Les adultes en reconversion, public surprise de Parcoursup
Les adultes en reconversion, public surprise de Parcoursup
Par Sylvie Lecherbonnier
La plate-forme d’inscription dans le supérieur, dont la phase principale se termine ce vendredi, attire aussi des milliers d’adultes, jeunes ou moins jeunes, en quête de formations post-bac.
A côté des lycéens et des étudiants en réorientation, 110 000 adultes se sont inscrits sur Parcoursup en 2019. / Camille Stromboni (CC by 2.0)
La phase principale de Parcoursup, la plate-forme nationale d’inscription dans l’enseignement supérieur, prend fin ce vendredi 19 juillet. Une grande partie des 900 000 candidats sont déjà fixés sur leur sort.
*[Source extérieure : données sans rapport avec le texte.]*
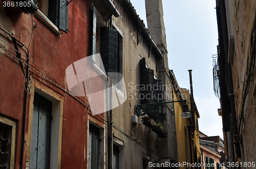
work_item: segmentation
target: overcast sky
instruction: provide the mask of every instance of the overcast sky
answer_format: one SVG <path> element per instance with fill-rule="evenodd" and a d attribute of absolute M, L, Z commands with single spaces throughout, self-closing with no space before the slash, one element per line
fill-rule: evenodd
<path fill-rule="evenodd" d="M 146 23 L 144 0 L 130 0 Z M 212 54 L 217 54 L 215 0 L 162 0 L 169 68 L 181 88 L 189 88 L 192 69 L 194 96 L 200 118 L 199 130 L 223 138 L 219 100 L 214 92 Z"/>

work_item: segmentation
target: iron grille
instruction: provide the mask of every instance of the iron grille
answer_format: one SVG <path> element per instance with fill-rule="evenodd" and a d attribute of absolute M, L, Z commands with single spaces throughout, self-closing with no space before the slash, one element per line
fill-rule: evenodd
<path fill-rule="evenodd" d="M 218 54 L 212 55 L 212 62 L 214 68 L 212 68 L 212 73 L 214 75 L 214 90 L 215 96 L 219 98 L 221 98 L 221 92 L 220 89 L 220 69 L 219 63 L 218 62 Z"/>

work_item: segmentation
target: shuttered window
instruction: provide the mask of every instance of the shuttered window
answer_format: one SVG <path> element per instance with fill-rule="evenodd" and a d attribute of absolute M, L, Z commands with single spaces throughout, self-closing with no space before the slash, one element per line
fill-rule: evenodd
<path fill-rule="evenodd" d="M 35 93 L 33 111 L 31 168 L 49 168 L 51 151 L 52 102 Z"/>
<path fill-rule="evenodd" d="M 154 78 L 154 71 L 146 68 L 145 58 L 140 61 L 140 97 L 141 104 L 153 103 L 162 101 L 161 80 Z M 162 108 L 157 107 L 150 112 L 151 118 L 157 123 L 163 120 Z"/>
<path fill-rule="evenodd" d="M 98 169 L 99 164 L 99 130 L 89 125 L 89 168 Z"/>
<path fill-rule="evenodd" d="M 12 2 L 19 3 L 18 7 L 25 13 L 35 12 L 37 9 L 37 0 L 12 0 Z M 19 4 L 20 2 L 22 2 L 22 5 Z"/>
<path fill-rule="evenodd" d="M 100 55 L 106 72 L 119 72 L 118 47 L 117 31 L 110 27 L 101 27 Z"/>
<path fill-rule="evenodd" d="M 119 168 L 119 148 L 113 145 L 113 169 Z"/>
<path fill-rule="evenodd" d="M 96 54 L 96 31 L 97 31 L 97 11 L 94 6 L 92 7 L 92 54 Z M 94 62 L 96 62 L 95 57 L 93 57 Z"/>
<path fill-rule="evenodd" d="M 214 169 L 214 159 L 210 158 L 210 169 Z"/>

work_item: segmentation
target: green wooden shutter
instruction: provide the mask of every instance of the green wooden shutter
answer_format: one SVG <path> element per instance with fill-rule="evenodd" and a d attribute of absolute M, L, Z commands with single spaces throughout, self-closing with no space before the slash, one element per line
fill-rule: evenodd
<path fill-rule="evenodd" d="M 57 27 L 59 23 L 59 0 L 49 1 L 48 19 Z"/>
<path fill-rule="evenodd" d="M 210 169 L 214 169 L 215 167 L 214 167 L 214 159 L 210 158 Z"/>
<path fill-rule="evenodd" d="M 97 31 L 97 11 L 94 6 L 93 6 L 92 10 L 92 54 L 96 54 L 96 31 Z M 96 61 L 96 58 L 93 57 L 93 59 L 94 62 Z"/>
<path fill-rule="evenodd" d="M 69 18 L 69 2 L 68 0 L 60 0 L 59 29 L 68 33 Z"/>
<path fill-rule="evenodd" d="M 117 37 L 116 30 L 109 27 L 101 27 L 100 55 L 106 72 L 118 72 Z"/>

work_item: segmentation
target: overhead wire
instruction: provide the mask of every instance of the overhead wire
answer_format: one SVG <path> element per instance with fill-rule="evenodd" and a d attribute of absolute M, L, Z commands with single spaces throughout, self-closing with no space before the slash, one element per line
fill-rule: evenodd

Deux jours avant la clôture, 88 % des 640 000 lycéens ont reçu, depuis le 15 mai, une ou plusieurs propositions d’admission dans une formation, tout comme 75 % des 149 000 étudiants en réorientation.
Mais à côté de lycéens et d’étudiants, il existe sur Parcoursup toute une nébuleuse de candidats aux profils variés : des adultes en reprise d’études, souvent en quête de reconversion professionnelle. Ils étaient plus de 110 000 cette année sur Parcoursup. « Nous constatons une forte augmentation de ces candidats par rapport à 2018. C’est une surprise de cette édition », observe le ministère de l’enseignement supérieur, qui ne précise ni le pourcentage exact de cette hausse, ni la part de ce public qui a obtenu au moins une proposition d’admission.
« Effet Parcoursup »
Comment expliquer cet afflux de candidats en reprise d’études ? En partie par « l’effet Parcoursup », dont la notoriété se développe depuis la mise en place de la plate-forme en 2018, et qui centralise les inscriptions en première année d’enseignement supérieur sans limite d’âge. La précédente, Admission post-bac (APB), était réservée aux moins de 26 ans. Sur Parcoursup, les candidats qui souhaitent faire un cursus post-bac en reprise d’études n’ont pas à postuler dans chaque université ou chaque établissement un à un (même s’ils le peuvent toujours) : ils dressent une liste de vœux, et leur dossier est examiné dans tous les établissements demandés. De quoi se simplifier la vie et maximiser ses chances en multipliant les candidatures, en particulier dans les formations sélectives.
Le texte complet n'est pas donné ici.